On Monday, June 5th our topics of the day were ‘Refugees’ and ‘Greece’. I could give you an elaborate overview of our program that day and tell you for example that we kicked off the day by watching the documentary ‘We Are Here’ followed by a talk of human rights lawyer Jelle Klaas, who works with the Public Interest Litigation Project (PILP). However, I am not going to do this. Don’t get me wrong, it was a day full of informing and eye-opening talks (e.g. the story of Keyya Baloch from Balochistan who told us his horrific story about the ongoing war in Balochistan) with which I could easily fill this blog.
Instead, I want to focus on what I consider a critical lesson of this day. After the talk by Sanne Mylonas, ex-entrepreneur in Greece, we were invited to the Wereldhuis (“Worldhouse”), a center of information, counseling, education, and culture for undocumented migrants. We were given the chance to experience, listen, and talk to the people that Jelle Klaas introduced us to earlier that day. At the Wereldhuis, Izzy Abu Hassan Bangura shared his story about the work they are doing:
“Approximately 15.000 undocumented people live in Amsterdam; all of them have their own story.

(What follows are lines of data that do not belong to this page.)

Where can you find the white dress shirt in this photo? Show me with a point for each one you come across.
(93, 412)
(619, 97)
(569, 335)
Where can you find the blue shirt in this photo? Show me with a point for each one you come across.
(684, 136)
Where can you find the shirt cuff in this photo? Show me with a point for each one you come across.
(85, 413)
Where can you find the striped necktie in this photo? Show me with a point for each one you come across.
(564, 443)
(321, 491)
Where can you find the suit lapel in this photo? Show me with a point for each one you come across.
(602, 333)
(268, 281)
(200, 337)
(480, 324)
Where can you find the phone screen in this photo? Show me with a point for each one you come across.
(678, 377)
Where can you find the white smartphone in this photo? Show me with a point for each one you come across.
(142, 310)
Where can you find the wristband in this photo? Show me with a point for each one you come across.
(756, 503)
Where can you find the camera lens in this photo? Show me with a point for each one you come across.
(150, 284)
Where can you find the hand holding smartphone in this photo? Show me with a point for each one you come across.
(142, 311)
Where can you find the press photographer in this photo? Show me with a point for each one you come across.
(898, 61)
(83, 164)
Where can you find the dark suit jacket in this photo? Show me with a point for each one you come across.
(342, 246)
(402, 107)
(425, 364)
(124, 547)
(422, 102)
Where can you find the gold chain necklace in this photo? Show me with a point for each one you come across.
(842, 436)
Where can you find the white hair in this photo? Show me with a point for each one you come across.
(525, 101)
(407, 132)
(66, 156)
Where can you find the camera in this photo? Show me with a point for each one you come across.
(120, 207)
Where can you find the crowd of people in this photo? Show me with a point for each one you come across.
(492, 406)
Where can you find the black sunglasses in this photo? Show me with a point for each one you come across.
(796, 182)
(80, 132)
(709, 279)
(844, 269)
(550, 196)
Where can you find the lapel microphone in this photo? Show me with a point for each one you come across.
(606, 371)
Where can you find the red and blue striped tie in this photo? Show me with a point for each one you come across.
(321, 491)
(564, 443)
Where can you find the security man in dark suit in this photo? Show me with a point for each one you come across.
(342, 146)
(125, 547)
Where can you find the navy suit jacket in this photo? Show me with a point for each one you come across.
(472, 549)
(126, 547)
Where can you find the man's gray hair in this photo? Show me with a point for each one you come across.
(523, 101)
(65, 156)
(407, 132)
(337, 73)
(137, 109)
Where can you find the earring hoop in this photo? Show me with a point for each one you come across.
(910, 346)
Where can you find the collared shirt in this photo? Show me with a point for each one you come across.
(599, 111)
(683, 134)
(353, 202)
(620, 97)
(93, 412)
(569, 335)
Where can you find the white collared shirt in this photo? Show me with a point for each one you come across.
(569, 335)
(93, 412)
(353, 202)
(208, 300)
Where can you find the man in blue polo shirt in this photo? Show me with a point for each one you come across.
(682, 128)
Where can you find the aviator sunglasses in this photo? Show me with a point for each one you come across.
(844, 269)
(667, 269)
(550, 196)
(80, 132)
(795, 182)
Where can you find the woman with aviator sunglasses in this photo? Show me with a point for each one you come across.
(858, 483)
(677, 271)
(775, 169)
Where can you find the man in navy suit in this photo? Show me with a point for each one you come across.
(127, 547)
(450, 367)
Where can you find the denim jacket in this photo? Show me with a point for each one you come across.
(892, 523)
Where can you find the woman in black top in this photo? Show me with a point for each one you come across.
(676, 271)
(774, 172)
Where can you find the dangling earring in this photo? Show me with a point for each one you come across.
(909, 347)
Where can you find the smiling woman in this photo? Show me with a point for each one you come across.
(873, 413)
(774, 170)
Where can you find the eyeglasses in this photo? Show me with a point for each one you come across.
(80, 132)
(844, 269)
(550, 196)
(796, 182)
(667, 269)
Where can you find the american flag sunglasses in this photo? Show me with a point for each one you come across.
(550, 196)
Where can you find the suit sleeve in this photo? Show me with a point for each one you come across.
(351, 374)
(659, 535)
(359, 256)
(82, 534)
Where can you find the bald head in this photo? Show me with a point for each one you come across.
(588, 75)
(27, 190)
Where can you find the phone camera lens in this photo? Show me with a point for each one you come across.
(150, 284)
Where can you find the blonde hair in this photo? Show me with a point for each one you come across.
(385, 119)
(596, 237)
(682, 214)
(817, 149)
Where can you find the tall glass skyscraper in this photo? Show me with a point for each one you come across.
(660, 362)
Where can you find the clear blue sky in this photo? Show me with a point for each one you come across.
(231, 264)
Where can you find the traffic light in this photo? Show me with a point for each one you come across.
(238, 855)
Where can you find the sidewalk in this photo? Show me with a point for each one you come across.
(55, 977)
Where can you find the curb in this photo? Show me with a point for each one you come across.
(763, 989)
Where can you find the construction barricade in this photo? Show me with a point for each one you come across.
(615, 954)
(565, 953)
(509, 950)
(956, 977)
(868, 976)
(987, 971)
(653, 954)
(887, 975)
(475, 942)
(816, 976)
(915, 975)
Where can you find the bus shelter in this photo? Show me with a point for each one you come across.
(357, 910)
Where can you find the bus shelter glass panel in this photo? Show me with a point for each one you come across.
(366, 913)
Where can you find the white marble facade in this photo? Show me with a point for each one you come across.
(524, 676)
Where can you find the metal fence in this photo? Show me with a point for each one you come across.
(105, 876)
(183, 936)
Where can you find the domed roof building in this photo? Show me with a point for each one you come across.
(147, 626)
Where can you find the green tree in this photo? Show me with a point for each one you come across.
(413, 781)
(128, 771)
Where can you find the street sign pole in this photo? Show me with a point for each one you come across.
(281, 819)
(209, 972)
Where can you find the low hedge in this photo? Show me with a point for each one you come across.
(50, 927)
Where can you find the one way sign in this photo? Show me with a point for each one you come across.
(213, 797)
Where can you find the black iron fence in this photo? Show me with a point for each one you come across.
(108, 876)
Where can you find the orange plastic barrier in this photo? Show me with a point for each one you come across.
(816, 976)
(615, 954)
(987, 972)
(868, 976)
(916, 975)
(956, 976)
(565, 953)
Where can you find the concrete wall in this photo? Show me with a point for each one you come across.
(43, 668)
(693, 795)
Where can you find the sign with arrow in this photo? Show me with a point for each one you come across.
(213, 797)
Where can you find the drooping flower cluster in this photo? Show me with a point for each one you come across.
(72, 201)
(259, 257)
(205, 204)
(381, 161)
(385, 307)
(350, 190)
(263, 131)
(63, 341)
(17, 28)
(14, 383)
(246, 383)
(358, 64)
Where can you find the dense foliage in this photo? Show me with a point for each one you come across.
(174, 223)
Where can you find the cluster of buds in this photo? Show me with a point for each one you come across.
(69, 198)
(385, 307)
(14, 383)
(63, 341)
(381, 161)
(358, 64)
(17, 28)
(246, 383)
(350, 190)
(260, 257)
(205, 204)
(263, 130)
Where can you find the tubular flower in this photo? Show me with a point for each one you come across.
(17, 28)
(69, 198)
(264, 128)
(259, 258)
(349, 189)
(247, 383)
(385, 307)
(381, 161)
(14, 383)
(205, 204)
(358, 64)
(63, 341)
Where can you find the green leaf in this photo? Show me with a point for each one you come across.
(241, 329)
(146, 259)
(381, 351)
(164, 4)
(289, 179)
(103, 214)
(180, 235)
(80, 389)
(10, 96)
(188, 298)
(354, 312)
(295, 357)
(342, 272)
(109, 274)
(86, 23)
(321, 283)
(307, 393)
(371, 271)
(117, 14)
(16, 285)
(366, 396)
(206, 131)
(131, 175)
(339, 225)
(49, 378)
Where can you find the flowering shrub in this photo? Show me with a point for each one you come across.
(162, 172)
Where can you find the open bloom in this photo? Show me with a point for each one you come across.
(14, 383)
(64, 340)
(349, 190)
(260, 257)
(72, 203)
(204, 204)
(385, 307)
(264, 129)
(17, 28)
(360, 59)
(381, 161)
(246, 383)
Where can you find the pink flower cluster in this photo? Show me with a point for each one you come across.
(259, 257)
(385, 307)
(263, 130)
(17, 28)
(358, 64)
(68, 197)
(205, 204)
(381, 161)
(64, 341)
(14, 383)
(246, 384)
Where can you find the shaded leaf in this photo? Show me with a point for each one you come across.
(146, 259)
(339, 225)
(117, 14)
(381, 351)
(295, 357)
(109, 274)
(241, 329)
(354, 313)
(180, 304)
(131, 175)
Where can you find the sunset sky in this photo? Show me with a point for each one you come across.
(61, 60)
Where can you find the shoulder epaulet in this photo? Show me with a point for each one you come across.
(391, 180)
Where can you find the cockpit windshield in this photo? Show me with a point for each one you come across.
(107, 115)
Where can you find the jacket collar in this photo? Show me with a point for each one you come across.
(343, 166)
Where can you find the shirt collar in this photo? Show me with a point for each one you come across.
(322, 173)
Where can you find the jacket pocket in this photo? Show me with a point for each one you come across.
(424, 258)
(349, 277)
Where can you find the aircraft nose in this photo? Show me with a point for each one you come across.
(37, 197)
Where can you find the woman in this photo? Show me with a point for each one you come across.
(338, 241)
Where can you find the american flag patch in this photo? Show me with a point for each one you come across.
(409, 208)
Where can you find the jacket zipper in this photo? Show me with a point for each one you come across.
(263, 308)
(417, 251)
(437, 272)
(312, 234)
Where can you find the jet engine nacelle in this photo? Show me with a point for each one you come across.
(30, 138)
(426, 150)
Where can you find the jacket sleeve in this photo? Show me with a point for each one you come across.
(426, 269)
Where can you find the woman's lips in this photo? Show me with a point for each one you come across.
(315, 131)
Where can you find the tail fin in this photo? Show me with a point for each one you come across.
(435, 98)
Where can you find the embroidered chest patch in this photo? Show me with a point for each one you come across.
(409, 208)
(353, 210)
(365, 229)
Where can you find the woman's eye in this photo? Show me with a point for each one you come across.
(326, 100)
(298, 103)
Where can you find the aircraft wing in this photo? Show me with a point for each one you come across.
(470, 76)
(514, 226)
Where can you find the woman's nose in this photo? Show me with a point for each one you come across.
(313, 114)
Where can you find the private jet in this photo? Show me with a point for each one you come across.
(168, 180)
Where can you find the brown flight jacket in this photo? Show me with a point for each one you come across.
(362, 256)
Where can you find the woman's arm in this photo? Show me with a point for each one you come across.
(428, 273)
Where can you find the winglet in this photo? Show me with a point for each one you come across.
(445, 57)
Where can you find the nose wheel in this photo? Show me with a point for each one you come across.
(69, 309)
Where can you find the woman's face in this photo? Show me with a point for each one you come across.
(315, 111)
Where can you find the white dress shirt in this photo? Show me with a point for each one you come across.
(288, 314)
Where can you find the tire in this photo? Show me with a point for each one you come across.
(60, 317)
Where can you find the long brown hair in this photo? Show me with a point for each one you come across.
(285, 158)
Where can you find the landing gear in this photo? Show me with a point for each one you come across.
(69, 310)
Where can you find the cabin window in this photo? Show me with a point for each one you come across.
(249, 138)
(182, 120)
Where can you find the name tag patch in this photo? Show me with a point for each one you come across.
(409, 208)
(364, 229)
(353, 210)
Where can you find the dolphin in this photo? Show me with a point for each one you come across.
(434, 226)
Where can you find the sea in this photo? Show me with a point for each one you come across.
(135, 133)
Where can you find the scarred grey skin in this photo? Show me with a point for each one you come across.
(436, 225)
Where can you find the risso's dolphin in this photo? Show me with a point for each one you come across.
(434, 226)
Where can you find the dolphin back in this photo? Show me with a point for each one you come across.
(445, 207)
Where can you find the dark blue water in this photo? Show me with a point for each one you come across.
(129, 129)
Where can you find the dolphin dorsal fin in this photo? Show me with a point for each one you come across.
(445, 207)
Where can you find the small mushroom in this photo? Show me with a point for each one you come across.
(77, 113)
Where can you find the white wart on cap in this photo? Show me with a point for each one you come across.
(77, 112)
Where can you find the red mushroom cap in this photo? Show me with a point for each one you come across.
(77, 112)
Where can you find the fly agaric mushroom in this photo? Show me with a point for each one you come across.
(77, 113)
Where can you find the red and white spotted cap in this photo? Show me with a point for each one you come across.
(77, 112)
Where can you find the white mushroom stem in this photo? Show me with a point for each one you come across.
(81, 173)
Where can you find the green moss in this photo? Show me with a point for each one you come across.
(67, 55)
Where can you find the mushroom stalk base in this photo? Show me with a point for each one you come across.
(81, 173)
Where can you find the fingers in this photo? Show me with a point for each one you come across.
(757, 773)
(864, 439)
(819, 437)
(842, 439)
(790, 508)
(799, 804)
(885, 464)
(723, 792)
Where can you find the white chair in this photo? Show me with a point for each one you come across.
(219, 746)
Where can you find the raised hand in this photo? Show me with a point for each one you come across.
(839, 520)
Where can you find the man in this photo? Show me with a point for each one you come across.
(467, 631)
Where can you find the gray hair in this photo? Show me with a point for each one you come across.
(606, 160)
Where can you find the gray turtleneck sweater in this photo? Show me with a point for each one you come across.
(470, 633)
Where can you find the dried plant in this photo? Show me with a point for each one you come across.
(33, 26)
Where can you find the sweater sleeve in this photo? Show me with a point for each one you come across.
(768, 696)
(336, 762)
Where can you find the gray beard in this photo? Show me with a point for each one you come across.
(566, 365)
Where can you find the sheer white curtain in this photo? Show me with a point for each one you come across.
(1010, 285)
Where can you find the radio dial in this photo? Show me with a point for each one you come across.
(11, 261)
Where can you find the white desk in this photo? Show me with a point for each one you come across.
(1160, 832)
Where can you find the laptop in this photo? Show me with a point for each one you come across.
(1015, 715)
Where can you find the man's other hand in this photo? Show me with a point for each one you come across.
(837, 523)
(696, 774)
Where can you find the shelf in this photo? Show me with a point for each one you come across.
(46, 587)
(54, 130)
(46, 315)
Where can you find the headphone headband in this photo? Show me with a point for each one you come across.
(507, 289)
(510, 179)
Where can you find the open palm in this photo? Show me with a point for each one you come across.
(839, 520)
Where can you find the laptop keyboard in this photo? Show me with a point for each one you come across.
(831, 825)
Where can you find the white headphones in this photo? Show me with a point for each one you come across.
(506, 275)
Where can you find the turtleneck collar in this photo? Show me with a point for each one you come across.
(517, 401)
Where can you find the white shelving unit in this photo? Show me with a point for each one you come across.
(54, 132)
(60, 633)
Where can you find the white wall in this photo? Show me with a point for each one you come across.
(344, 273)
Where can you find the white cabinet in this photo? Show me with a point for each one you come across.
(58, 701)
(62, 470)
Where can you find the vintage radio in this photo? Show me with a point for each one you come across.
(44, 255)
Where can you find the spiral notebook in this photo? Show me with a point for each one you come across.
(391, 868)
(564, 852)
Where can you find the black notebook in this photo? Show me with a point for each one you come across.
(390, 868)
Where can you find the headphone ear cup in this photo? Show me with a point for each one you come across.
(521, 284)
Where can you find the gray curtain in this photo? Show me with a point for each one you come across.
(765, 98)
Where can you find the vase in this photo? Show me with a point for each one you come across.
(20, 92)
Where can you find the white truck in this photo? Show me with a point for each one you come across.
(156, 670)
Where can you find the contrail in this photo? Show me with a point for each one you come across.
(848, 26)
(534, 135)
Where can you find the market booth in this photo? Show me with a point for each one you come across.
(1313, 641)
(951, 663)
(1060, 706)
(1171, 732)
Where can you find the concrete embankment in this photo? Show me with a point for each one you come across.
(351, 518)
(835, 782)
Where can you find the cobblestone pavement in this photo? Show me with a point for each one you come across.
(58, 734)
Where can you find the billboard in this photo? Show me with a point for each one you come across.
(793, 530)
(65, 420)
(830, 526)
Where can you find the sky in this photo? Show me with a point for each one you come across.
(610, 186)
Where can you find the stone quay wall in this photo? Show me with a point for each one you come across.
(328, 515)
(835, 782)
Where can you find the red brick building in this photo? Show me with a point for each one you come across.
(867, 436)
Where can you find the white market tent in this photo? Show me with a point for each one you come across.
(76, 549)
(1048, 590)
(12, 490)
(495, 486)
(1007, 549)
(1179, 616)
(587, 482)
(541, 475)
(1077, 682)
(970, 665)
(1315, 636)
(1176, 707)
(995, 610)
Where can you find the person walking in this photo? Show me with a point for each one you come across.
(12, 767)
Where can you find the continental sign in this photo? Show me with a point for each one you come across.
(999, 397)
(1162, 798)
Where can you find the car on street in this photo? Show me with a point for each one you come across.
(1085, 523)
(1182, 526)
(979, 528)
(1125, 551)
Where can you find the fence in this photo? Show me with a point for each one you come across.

Some of them are refugees or rejected asylum seekers. The Wereldhuis is the place where they are not dependent on others for a while. They can come here for advice and counseling. Most of the activities in the Wereldhuis are developed by undocumented migrants themselves.”
After Izzy’s introduction, he showed us a video about diversity. Now, what happened afterwards is critical. Our group took over the debate and continued our heated academic discussion without taking the people who welcomed us into account, at all.
This brings us to a crucial issue that has been occurring repeatedly over the past week. We are a group of intelligent, well-educated, international (ex-) students with a strong commitment to human rights. We have been brought together by Humanity in Action because we all feel a responsibility to put our academic knowledge into practice. However, at times, this results in reproducing our privilege as scholars. The day after our meeting at the Wereldhuis Judith Goldstein, founder of HiA reminded us of what went wrong that day: we forgot about our goals as activists, we forgot about the people who inspire us. I hope, together with the rest of the group, that during this month the program will help us to find ways to put our words into action.